Clark and Lyons show how to design effective graphics for print, online, and computer-generated materials, such as multimedia, texts, performance aids, and slides that to help to maximize the learners understanding. While the book is loaded with graphics, it also comes with a CD that has colored and animated versions of all the graphics in the book.
The book is divided into four main sections:
- The Foundation
- Visuals to Support Psychological Learning Processes
- Visuals for Content Types
- Planning and Communicating Your Visuals
Highly recommended for instructional designers.
Simulations and the Future of Learning
Simulations and the Future of Learning by Clark Aldrich (2004)
Rather than writing a reference book, Clark Aldrich takes us on an interesting adventure into the world of virtual learning by telling us his story of developing a leadership simulation. The book does not delve too much into the technical aspects of simulations, which makes it highly readable. However, this lack of technical details is quite noticeable in that it leaves one wanting to understand the underlying architecture. Thus, this is a great book for understanding simulations. However, if you actually want to build a simulation, you are going to have to find a more technical resource.
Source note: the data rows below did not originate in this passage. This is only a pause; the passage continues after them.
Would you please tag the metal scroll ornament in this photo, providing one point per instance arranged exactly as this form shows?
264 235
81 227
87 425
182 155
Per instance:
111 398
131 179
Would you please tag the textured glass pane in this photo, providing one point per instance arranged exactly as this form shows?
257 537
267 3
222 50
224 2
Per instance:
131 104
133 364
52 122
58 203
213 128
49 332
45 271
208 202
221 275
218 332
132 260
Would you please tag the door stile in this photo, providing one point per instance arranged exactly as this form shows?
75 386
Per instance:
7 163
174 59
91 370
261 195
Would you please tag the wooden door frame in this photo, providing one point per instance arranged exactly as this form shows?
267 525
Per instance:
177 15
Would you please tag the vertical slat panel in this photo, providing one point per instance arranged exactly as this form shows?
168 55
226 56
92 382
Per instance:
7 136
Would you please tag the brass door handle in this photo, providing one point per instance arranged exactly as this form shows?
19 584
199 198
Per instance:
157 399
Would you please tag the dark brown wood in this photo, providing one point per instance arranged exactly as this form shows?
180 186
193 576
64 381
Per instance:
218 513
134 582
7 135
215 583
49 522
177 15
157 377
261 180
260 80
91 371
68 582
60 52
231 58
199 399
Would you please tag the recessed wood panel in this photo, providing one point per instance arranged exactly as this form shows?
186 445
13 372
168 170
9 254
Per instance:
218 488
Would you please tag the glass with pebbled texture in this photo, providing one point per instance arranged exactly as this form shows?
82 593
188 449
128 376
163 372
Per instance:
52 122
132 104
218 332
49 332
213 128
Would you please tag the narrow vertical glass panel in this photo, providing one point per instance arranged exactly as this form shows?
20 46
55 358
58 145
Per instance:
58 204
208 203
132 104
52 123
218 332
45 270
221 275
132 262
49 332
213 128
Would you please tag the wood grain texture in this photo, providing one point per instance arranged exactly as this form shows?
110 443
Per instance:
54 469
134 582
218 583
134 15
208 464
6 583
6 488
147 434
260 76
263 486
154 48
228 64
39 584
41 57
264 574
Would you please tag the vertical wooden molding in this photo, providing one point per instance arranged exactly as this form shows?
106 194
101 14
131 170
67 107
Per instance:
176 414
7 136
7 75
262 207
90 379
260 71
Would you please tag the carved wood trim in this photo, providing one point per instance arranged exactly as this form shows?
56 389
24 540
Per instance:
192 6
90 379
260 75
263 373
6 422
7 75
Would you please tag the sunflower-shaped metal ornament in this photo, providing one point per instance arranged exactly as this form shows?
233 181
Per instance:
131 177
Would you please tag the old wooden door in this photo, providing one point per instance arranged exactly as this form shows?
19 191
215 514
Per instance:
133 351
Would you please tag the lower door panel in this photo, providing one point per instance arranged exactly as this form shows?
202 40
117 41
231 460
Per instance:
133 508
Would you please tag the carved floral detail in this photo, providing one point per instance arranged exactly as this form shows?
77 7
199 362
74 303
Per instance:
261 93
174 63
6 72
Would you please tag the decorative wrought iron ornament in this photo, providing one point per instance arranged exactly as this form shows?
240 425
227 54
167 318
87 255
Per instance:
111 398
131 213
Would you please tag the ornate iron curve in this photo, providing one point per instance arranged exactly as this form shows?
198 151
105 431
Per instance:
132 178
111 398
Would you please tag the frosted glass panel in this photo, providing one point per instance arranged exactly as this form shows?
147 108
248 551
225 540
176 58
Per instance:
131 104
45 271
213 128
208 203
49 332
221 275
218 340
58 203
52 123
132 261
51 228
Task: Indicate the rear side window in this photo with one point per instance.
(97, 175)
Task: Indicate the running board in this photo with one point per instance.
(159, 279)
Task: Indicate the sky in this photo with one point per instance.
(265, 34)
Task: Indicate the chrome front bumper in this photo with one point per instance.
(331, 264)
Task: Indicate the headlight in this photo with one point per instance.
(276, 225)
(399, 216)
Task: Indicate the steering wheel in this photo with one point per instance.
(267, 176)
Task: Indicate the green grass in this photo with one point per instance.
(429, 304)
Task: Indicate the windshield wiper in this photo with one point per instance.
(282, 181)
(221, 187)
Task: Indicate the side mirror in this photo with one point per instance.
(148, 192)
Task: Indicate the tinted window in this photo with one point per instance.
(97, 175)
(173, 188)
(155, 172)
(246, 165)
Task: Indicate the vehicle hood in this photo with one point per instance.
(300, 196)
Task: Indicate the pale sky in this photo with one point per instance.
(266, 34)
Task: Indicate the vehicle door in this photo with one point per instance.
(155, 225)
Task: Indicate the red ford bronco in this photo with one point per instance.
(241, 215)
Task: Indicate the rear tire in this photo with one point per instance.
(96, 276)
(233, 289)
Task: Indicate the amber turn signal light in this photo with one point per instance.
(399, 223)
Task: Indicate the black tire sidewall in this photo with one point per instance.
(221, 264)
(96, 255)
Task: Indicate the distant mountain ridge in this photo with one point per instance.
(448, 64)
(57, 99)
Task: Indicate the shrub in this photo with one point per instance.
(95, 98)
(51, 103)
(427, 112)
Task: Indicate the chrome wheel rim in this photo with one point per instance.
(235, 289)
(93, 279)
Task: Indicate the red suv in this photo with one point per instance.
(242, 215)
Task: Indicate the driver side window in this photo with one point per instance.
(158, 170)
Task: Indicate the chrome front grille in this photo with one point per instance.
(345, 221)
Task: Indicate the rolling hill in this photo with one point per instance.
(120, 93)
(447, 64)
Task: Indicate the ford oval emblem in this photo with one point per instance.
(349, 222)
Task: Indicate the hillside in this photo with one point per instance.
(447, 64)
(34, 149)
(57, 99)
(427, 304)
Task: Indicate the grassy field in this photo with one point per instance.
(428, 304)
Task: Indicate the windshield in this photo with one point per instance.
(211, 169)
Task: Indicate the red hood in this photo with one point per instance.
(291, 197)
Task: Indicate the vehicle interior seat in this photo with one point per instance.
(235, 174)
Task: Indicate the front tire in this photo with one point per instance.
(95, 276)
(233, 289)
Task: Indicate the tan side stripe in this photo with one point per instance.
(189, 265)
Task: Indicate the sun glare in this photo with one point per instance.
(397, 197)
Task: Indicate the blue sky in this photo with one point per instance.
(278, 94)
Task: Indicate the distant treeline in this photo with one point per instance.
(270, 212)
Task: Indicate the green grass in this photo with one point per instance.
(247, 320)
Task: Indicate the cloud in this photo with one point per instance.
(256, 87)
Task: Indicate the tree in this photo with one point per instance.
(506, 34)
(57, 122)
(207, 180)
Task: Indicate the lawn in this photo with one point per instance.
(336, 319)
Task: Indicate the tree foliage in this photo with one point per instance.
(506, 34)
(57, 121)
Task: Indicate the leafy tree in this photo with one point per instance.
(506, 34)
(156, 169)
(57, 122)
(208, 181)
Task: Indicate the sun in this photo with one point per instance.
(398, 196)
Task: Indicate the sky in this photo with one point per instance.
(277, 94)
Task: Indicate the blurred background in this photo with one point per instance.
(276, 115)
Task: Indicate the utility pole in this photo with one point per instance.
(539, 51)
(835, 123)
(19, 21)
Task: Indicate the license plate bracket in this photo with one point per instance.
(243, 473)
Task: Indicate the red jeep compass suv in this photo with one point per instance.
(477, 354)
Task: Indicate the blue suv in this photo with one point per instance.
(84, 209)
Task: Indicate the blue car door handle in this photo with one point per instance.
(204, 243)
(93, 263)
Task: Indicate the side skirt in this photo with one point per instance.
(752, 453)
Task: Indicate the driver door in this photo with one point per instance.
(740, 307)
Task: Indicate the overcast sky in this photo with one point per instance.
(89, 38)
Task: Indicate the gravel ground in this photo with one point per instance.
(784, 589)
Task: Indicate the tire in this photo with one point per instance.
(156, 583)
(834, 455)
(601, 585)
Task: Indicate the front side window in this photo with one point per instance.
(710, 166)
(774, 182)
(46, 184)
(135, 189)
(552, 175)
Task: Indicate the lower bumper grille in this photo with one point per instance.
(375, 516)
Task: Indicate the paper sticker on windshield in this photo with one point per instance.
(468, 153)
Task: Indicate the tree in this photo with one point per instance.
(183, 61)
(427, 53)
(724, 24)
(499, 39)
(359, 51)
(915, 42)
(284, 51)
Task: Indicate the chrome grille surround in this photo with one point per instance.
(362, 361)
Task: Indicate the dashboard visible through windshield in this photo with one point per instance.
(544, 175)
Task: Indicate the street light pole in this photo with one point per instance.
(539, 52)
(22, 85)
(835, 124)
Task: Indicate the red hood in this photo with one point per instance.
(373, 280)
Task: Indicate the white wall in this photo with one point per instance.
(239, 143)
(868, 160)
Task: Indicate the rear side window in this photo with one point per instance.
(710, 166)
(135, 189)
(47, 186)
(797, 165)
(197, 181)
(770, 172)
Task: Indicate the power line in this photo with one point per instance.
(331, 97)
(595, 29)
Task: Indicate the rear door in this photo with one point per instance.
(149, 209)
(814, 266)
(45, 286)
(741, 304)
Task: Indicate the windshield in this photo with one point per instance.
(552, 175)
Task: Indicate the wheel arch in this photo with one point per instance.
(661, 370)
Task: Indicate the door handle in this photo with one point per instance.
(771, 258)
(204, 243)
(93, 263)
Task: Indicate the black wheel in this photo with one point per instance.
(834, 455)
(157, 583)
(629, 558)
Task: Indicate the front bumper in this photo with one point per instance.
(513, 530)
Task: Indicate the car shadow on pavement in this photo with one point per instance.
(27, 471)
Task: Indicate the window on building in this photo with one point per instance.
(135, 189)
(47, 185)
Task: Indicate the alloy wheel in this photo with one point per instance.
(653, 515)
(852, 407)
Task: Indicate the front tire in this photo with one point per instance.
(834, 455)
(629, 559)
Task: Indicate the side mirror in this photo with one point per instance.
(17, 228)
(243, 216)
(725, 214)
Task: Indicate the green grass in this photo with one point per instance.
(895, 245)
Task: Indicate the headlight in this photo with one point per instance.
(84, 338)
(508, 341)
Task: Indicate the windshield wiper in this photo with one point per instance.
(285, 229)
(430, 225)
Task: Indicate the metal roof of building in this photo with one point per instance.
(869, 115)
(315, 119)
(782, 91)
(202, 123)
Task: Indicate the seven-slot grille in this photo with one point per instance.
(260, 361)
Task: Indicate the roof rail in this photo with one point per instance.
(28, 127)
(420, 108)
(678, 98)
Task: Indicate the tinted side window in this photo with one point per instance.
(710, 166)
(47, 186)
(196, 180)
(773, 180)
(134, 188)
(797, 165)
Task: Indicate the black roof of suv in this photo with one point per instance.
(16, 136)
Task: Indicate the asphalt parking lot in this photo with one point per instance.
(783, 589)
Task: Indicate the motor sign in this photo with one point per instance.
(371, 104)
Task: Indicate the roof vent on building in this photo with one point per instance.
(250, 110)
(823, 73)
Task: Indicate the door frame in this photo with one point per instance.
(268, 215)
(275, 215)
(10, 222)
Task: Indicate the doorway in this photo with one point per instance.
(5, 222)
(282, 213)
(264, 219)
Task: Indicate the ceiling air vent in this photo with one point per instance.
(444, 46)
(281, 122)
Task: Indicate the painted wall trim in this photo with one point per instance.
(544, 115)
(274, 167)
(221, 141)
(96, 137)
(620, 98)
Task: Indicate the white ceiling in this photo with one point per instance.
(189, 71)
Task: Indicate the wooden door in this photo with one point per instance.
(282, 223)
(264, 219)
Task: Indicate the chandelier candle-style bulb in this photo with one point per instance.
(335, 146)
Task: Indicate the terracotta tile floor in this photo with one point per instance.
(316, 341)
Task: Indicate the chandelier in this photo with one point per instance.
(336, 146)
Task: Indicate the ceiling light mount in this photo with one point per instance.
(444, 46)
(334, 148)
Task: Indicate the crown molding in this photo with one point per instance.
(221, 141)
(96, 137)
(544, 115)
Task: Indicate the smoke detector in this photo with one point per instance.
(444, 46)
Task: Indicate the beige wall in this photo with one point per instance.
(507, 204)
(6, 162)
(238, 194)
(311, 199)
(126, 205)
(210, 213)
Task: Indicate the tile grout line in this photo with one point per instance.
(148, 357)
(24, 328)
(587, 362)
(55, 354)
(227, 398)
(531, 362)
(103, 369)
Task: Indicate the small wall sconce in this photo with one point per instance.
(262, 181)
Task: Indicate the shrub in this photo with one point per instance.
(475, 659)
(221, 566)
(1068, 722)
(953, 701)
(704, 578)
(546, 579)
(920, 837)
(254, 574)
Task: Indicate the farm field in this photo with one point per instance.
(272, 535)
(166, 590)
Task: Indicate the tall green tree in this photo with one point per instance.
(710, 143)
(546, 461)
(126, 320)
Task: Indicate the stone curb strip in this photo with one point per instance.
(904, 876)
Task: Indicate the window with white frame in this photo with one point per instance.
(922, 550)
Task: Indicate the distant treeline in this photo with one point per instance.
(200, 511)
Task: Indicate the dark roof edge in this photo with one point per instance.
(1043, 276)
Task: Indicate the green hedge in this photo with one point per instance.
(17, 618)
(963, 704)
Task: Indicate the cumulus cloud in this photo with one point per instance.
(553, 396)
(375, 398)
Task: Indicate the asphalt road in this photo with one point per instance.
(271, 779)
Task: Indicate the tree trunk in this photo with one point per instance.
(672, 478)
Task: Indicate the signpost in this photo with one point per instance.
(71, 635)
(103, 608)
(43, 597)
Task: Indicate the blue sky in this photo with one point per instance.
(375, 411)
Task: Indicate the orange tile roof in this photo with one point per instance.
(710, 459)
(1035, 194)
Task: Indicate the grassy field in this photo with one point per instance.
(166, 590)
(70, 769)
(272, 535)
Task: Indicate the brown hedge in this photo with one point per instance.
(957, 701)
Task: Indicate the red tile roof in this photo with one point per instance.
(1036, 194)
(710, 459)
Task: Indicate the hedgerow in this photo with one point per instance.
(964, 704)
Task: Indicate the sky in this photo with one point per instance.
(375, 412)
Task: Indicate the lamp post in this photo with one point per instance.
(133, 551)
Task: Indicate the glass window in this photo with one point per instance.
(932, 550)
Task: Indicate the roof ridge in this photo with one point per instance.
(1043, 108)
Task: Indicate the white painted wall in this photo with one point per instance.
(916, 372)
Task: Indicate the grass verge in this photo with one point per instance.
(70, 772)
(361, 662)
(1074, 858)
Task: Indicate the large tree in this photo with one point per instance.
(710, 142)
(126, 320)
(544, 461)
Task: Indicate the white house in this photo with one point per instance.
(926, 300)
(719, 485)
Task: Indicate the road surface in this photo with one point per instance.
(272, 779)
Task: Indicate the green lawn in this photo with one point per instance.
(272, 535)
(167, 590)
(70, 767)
The other main down side to the book is that Aldrich tries to make us believe that simulations are the only way to learn. . . where as I would say that they are one way for us to learn.
In addition to being a book on simulation, it also covers leadership, in addition to it being great example of storytelling.
In the book, Aldrich defines leadership as a meta-skill -- a skill about skills with the following groups:
- Power Skills: such as negotiating, traditional sales, consulting, writing, and communication.
- Idea Skills: such as brainstorming, research, listening, benchmarking, root cause analysis, marketing, empowering, and strategic planning.
- Tension Skills: such as public speaking, dealing with difficult customers, stress management, conflict management, safety, change management, and sexual harassment prevention.
- Work Skills: such as project and time management and streamlining business processes.
This is probably one of the better books on leadership since it tells a real-life story of building a training program that will develop leadership skills.
And finally, since it is actually a story, it tends to stick as it uses the technique of storytelling.